Ist Bio nun wirklich Bio? Soll ich regional einkaufen? Oder doch lieber saisonal? Warum schmecken die Äpfel im Geschäft nicht wie die aus Omas Obstgarten? Wie viel von meinem Geld kommt eigentlich bei den ProduzentInnen an? Und wie sieht der Stall aus, in dem meine Milchkuh lebt?

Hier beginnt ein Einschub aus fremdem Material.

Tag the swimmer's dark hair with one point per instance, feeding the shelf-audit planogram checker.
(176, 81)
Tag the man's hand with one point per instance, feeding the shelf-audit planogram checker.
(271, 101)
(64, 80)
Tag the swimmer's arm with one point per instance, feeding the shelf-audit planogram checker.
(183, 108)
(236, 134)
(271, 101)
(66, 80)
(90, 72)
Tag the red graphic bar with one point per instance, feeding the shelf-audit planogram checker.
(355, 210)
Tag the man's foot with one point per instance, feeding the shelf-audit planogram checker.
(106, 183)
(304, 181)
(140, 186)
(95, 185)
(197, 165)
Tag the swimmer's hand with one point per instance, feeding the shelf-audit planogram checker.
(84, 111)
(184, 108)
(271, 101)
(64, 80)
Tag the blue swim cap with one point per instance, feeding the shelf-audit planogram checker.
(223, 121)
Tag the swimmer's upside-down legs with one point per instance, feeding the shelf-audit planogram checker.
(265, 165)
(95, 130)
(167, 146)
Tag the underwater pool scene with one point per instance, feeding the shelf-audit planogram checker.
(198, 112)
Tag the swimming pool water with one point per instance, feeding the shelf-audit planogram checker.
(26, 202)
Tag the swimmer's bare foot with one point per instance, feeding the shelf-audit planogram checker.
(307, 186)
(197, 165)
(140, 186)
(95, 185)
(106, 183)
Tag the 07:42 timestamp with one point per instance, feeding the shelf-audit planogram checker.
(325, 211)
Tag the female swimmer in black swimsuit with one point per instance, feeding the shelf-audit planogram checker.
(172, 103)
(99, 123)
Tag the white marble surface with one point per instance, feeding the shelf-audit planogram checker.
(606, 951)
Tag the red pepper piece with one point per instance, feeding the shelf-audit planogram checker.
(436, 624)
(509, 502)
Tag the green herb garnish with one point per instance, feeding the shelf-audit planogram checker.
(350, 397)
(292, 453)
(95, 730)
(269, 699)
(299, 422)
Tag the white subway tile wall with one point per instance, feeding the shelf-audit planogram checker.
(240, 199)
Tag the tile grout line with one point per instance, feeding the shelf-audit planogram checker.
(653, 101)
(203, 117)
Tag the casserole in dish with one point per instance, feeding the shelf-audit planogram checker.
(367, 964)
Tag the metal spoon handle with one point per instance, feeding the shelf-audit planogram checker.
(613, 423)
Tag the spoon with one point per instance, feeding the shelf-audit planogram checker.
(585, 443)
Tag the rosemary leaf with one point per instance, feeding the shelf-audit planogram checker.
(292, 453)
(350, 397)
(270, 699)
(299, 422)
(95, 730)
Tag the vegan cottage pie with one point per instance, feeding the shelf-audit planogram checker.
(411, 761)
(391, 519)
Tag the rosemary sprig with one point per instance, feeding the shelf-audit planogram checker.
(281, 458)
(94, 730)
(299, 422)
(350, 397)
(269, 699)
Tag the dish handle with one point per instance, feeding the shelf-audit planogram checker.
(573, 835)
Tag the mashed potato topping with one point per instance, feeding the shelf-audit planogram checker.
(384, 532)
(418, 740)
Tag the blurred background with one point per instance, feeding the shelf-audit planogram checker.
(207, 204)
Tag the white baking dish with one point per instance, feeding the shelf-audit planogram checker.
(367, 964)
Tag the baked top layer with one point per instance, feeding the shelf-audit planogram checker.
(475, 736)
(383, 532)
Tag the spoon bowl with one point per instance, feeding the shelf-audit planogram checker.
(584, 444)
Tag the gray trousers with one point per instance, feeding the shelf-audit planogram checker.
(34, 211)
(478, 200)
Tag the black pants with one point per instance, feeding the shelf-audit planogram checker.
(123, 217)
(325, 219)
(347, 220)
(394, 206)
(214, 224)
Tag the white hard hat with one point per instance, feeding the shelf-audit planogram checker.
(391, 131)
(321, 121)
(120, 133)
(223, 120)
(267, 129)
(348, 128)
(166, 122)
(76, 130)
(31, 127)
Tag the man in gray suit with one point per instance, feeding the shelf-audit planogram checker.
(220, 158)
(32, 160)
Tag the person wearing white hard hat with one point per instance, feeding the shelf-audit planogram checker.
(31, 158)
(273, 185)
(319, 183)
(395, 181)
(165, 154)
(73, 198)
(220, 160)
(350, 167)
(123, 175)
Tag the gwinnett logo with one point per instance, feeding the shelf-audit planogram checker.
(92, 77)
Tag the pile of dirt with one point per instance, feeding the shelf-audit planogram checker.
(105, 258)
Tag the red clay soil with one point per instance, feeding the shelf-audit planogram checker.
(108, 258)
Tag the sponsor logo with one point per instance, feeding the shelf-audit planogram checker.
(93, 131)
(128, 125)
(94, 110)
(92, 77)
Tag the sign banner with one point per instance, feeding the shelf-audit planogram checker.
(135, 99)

Knifflige Fragen! „Was der Bauer nicht kennt, isst er nicht!“ – Dieser uralte Spruch steht metaphorisch für Engstirnigkeit. Dabei sollte er für Weltoffenheit und “esprit critique” stehen. Zu wissen, woher das Essen auf unseren Tellern kommt, von wem und wie es produziert wurde, zeugt von einer fundierten Auseinandersetzung mit dem Agrarsystem.

Ich habe mich im Laufe meines Studiums der ökologischen Landwirtschaft oft gefragt, ob biologisch produzieren und einkaufen wirklich die Lösung für schwerwiegende ökologische und soziale Probleme in unserem Agrarsystem sein kann. Heute bin ich überzeugt davon, dass Bio allein nicht reicht. Was es braucht sind (unter anderem) aufgeklärte KonsumentInnen, die sich mit ProduzentInnen solidarisieren und sich als aktive GestalterInnen des Agrar- und Ernährungssystems begreifen.

Ich will KonsumentInnen informieren und dazu animieren, es dem alten Bauern gleichzutun. Nehmen wir uns den alten Bauern, der nicht isst, was er nicht kennt, zum Vorbild – es lohnt sich, hinter die Kulissen zu schauen! Denn die Bäuerin zu kennen, die dein Brot gebacken hat, schmeckt einfach besser!